Class OGBDatasetLoader<T>
Loads datasets from the Open Graph Benchmark (OGB) for standardized evaluation.
public class OGBDatasetLoader<T> : GraphDataLoaderBase<T>, IGraphDataLoader<T>, IDataLoader<T>, IResettable, ICountable, IBatchIterable<GraphData<T>>
Type Parameters
TThe numeric type used for calculations, typically float or double.
- Inheritance
-
OGBDatasetLoader<T>
- Implements
-
IDataLoader<T>
- Inherited Members
- Extension Methods
Remarks
The Open Graph Benchmark (OGB) is a collection of realistic, large-scale graph datasets with standardized evaluation protocols for graph machine learning research.
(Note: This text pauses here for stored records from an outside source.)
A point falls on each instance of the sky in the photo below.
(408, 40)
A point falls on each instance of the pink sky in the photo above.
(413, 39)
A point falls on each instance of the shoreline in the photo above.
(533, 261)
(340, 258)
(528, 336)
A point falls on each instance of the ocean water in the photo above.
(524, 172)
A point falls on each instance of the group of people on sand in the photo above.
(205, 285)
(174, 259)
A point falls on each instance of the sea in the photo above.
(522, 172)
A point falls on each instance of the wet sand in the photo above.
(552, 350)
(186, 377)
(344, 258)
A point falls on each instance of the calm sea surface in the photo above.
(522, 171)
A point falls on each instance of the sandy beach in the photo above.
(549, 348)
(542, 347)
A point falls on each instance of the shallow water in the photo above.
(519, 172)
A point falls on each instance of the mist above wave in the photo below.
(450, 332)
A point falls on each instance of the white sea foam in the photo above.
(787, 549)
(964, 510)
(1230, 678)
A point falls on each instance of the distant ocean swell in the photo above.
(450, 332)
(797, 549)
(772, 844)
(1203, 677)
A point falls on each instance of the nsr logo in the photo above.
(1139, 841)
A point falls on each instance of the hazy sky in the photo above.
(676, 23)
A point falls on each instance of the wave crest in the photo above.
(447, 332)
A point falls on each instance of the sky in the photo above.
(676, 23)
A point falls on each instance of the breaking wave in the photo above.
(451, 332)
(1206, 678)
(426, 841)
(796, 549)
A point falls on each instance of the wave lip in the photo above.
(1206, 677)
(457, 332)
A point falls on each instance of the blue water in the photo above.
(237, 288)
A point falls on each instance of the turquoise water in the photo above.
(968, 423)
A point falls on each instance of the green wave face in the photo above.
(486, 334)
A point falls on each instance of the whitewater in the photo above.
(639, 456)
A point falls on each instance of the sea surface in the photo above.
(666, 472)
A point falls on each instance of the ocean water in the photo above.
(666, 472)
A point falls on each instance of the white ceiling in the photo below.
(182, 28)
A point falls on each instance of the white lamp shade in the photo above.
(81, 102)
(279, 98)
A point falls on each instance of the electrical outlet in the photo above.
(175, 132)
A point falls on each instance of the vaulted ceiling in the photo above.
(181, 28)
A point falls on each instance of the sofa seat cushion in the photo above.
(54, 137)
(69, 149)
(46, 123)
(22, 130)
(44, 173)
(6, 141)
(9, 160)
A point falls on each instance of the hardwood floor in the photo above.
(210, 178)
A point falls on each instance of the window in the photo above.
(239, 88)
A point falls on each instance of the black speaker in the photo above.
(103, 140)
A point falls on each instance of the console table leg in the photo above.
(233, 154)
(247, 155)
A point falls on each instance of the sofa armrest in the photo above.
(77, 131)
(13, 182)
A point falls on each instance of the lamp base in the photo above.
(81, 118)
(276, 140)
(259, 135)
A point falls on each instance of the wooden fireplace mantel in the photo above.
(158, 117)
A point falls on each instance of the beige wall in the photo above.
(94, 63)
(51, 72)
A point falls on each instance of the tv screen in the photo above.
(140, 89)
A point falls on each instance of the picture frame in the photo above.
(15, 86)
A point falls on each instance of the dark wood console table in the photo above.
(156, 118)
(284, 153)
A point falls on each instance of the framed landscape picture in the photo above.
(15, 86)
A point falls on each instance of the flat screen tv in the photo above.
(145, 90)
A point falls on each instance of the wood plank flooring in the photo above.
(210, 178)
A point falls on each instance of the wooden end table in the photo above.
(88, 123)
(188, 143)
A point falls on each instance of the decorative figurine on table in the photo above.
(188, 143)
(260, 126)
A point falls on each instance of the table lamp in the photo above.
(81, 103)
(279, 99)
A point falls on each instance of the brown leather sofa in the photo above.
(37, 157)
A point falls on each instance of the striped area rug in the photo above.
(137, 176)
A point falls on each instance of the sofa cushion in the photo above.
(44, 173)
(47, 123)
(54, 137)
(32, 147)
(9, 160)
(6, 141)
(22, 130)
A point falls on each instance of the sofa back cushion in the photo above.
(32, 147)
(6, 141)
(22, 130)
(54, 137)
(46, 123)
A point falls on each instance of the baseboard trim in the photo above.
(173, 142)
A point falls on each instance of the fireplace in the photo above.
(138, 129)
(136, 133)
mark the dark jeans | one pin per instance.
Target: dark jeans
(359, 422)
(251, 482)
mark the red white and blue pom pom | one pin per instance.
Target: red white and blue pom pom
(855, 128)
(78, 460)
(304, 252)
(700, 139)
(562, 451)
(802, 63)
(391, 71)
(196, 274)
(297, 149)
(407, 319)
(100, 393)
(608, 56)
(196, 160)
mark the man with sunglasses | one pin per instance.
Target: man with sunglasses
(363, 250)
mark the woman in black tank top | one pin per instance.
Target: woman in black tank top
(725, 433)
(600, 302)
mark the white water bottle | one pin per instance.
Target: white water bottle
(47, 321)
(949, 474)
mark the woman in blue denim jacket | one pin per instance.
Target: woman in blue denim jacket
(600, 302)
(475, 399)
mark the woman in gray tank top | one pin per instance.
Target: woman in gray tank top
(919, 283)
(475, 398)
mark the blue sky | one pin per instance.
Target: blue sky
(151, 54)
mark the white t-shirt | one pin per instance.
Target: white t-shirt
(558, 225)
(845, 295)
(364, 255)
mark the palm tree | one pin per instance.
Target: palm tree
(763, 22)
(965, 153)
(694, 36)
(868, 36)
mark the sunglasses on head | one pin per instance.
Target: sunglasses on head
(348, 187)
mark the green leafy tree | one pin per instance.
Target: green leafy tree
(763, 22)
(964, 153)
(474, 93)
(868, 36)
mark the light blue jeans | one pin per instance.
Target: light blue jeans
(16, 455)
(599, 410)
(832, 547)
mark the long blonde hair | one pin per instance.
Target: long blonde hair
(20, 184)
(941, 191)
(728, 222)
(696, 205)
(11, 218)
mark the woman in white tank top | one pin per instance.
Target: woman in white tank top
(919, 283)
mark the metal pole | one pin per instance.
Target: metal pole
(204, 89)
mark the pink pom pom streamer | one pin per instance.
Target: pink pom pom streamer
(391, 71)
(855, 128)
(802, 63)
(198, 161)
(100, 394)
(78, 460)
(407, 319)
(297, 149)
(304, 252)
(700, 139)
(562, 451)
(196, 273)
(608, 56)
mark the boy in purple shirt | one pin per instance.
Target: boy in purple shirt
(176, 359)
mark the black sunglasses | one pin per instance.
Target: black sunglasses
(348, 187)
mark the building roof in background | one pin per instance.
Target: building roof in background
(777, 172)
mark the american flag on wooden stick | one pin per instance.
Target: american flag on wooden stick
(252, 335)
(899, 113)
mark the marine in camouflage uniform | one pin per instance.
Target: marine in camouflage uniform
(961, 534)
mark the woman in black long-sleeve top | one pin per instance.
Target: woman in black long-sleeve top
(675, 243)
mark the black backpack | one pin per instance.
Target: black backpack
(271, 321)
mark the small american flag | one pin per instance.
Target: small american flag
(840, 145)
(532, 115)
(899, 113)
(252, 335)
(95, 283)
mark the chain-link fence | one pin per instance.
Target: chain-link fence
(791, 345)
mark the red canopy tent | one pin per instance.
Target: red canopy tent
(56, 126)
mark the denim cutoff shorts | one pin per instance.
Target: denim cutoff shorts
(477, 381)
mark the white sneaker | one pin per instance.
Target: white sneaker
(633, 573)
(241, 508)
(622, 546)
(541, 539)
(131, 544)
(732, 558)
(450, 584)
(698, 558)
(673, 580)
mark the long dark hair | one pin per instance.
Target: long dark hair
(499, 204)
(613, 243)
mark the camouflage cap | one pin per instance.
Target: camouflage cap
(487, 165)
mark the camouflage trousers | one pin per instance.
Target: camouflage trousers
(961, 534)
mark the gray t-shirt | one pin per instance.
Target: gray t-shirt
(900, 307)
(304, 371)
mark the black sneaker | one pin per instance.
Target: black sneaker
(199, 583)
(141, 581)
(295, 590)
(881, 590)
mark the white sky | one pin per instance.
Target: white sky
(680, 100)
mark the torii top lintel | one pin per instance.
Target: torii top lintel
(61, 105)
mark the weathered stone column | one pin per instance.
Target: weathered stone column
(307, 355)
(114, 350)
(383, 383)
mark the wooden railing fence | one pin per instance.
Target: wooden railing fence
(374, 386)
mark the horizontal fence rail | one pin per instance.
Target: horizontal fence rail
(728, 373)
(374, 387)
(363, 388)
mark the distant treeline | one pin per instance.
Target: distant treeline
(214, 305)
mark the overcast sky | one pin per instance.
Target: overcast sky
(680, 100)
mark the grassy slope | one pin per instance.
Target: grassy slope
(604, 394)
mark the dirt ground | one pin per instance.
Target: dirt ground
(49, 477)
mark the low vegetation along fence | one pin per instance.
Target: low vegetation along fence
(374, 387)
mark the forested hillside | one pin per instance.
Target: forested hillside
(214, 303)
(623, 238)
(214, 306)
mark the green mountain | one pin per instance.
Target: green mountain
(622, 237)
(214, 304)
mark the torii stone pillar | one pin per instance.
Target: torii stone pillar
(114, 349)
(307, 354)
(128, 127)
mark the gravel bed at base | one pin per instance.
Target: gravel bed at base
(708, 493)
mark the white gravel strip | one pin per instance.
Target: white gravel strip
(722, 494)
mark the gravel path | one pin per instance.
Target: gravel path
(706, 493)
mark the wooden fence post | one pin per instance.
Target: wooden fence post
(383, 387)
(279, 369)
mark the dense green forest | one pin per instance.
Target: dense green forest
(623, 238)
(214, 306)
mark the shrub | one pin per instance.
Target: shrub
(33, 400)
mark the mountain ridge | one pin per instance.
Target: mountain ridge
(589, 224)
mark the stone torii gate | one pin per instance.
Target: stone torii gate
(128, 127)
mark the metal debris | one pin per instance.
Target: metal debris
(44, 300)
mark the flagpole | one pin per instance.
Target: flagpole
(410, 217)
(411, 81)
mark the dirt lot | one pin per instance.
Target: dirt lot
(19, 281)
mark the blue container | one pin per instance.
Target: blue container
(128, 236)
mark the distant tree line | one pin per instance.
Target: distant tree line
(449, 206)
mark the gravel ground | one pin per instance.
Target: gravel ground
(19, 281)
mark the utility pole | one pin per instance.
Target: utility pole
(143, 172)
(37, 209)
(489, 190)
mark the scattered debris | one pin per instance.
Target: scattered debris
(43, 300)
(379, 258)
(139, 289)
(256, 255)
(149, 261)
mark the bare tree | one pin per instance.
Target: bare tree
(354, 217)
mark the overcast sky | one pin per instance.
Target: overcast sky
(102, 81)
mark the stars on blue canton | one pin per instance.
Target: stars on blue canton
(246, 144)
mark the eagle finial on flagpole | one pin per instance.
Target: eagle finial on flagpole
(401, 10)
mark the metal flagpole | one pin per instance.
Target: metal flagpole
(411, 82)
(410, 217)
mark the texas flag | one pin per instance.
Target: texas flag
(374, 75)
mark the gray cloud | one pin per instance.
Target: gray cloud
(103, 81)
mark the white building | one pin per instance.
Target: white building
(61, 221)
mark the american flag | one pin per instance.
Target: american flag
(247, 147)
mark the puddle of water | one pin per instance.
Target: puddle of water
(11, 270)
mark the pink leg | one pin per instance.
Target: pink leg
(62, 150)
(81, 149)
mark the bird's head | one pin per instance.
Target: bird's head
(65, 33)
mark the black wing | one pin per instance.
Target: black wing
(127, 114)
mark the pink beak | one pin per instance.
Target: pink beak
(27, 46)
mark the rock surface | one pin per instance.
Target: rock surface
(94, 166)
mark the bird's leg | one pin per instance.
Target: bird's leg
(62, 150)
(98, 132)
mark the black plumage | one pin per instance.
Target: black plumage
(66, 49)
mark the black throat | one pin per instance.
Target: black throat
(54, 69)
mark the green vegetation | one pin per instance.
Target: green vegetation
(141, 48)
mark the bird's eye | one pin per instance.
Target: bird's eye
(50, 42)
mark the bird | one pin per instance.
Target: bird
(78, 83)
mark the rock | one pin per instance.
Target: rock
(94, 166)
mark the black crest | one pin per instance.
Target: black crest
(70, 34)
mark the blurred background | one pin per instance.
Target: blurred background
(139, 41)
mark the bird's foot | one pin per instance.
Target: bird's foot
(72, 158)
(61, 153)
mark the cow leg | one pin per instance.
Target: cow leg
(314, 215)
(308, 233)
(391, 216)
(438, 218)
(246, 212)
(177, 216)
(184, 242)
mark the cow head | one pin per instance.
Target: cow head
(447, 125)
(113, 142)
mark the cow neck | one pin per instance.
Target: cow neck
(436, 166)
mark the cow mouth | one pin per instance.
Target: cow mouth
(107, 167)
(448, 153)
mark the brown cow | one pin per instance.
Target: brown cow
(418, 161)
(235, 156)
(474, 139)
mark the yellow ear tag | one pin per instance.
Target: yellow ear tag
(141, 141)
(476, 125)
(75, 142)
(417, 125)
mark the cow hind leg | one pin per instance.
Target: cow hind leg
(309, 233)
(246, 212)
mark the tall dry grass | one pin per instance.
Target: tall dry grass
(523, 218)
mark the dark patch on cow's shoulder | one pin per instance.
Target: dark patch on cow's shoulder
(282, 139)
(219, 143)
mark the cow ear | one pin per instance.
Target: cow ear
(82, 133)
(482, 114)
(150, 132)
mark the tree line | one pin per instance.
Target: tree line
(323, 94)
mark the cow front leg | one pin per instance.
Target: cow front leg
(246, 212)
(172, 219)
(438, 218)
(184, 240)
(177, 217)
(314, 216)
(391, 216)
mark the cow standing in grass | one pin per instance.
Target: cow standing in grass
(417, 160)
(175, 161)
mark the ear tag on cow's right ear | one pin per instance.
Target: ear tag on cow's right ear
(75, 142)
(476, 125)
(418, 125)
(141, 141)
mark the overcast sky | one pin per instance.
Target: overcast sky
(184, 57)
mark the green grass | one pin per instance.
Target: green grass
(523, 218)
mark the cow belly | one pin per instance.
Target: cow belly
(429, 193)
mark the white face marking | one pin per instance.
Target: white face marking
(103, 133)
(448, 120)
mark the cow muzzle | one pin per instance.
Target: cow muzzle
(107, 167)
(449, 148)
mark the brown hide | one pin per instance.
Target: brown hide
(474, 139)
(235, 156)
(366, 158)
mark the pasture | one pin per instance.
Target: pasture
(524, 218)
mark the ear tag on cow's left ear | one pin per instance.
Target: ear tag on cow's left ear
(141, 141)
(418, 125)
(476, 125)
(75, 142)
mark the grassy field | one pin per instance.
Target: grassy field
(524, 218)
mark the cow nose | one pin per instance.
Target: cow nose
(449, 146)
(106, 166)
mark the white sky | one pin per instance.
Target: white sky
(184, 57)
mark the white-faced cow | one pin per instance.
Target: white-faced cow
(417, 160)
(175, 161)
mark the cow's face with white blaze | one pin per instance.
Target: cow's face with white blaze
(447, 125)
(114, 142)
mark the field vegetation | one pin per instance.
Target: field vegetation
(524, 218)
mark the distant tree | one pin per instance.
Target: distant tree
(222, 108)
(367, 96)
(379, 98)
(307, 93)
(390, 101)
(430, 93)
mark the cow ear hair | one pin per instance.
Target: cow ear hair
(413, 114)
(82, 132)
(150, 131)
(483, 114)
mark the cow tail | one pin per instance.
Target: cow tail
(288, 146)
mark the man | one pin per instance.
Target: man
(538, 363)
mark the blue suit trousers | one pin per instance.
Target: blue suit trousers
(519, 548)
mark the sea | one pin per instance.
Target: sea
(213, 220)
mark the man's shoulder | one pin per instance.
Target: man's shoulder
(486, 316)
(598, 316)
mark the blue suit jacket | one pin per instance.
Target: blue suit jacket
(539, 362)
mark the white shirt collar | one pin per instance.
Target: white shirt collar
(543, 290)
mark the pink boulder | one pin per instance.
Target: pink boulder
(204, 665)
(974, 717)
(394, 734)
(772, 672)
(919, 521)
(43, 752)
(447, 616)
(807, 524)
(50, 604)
For Beginners: OGB provides standard benchmarks for fair comparison.
What is OGB?
- Collection of real-world graph datasets
- Standardized train/val/test splits
- Automated evaluation metrics
- Enables fair comparison between different GNN methods
Why OGB matters:
- Reproducibility: Everyone uses same data splits
- Realism: Real-world graphs, not toy datasets
- Scale: Large graphs that test scalability
- Diversity: Multiple domains and tasks
OGB Dataset Categories:
1. Node Property Prediction:
- ogbn-arxiv: Citation network (169K papers)
- ogbn-products: Amazon product co-purchasing network (2.4M products)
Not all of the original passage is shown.